Serving Two Masters: Reconciling EMEA/GAMP 5 and FDA/cGMP Phase 1

QbD can help satisfy FDA and EMEA requirements.
Jan 01, 2009
Volume 22, Issue 1

Reconciling the requirements of the US Food and Drug Administration and the European Medicines Agency (EMEA) can be a headache for large, well-established biotech organizations and a matter of survival for early-stage companies on a short financial leash. It's a delicate balance: companies do not want to maintain expensive and burdensome dual systems for meeting the requirements of both agencies, nor do they want to under-invest to the point that their investigational new drugs are rejected by either agency.

Sandy Weinberg, PhD
The FDA's July 2008 release of "Guidance for Industry: cGMP for Phase 1 Investigational New Drugs" (cGMP1)—whose EMEA counterpart is "Good Automated Manufacturing Practices, version 5" (GAMP 5)—points up the dilemma anew. In the absence of an explicit harmonization document, the best approach to the problem is to understand the philosophical differences between the two agencies, examine the differences in the documents in light of those philosophical differences, and consider the most promising avenue for reconciling them: Quality by Design (QbD).


To some extent, all regulatory agencies are involved in a dynamic tension between competing and often incompatible goals. The EMEA and the FDA are charged by their respective governments to both ensure public access to drugs and ensure the safety of those drug products. If the agency focuses on maximizing the public's access to potentially beneficial drugs, it adheres to a policy of promotion, helping to ease the approval and the testing process.
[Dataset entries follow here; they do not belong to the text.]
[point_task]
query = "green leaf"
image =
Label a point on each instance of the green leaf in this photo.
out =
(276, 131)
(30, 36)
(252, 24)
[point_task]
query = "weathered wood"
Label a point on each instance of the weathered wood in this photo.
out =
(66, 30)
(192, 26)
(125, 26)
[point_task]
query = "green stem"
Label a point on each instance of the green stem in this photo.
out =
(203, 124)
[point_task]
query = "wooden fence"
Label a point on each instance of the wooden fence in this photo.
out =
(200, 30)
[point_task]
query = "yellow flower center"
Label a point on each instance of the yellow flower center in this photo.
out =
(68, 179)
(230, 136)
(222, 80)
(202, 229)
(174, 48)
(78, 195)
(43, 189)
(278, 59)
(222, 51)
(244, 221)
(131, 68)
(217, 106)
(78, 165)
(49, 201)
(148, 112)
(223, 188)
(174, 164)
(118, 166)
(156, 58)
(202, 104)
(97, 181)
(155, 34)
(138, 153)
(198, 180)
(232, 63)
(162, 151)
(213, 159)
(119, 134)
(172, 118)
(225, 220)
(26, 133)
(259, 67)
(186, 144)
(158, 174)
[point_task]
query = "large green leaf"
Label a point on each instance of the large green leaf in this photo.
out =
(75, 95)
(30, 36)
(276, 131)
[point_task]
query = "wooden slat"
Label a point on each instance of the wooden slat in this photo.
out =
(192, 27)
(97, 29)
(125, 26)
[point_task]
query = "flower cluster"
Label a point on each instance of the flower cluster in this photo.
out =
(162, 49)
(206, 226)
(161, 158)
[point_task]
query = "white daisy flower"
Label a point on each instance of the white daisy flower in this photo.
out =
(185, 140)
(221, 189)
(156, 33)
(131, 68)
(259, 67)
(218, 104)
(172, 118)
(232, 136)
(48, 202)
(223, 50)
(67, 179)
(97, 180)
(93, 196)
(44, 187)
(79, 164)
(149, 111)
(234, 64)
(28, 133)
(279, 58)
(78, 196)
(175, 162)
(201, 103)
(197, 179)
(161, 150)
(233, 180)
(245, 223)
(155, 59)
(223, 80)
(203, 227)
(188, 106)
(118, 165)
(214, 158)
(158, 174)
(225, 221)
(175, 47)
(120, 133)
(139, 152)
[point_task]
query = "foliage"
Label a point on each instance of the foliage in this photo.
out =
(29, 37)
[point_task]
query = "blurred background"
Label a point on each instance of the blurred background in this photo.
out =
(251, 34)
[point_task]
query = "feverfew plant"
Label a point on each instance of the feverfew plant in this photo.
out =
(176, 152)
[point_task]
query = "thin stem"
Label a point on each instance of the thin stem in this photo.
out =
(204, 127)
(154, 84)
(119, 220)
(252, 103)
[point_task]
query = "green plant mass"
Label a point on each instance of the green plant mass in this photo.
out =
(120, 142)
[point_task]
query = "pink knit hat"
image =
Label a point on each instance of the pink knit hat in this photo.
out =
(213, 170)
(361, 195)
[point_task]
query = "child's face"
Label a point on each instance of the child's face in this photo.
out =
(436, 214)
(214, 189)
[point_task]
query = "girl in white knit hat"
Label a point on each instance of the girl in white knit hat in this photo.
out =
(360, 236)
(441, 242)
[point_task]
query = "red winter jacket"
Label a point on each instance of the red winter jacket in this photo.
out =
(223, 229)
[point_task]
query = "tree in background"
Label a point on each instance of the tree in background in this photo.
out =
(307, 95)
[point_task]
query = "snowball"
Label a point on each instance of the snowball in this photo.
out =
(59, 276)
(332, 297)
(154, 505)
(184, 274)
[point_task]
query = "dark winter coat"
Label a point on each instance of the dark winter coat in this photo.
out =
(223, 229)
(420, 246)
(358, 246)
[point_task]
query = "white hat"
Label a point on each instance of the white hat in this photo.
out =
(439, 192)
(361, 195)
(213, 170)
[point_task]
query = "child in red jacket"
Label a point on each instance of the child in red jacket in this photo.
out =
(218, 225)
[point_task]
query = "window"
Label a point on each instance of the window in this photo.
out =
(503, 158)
If, on the other hand, safety is the agency's primary focus, it tends to restrict access by maximizing pre-release analysis and testing.

For historical, legal, and political reasons, the FDA has traditionally emphasized safety (resulting in a relatively small, but presumably safe, pharmacopeia), whereas the EMEA has tended to maximize access, allowing patients and their physicians greater flexibility in making their own determinations of safety. As a result, the EMEA is generally seen by the industry as cooperative, helping to get drugs to market, whereas the FDA is often viewed as obstructionist, reducing access in the name of safety.

Not surprisingly then, the EMEA focuses on the final drug product as tested in Phase 1 (and other phases), while the FDA spends considerable energy and regulatory capital examining the active pharmaceutical ingredient (API) and raw materials that precede the final product. In effect, the EMEA tests for purity, and the FDA audits and back-traces for the same assurances. In other words, the EMEA emphasizes the end product, and the FDA emphasizes the process.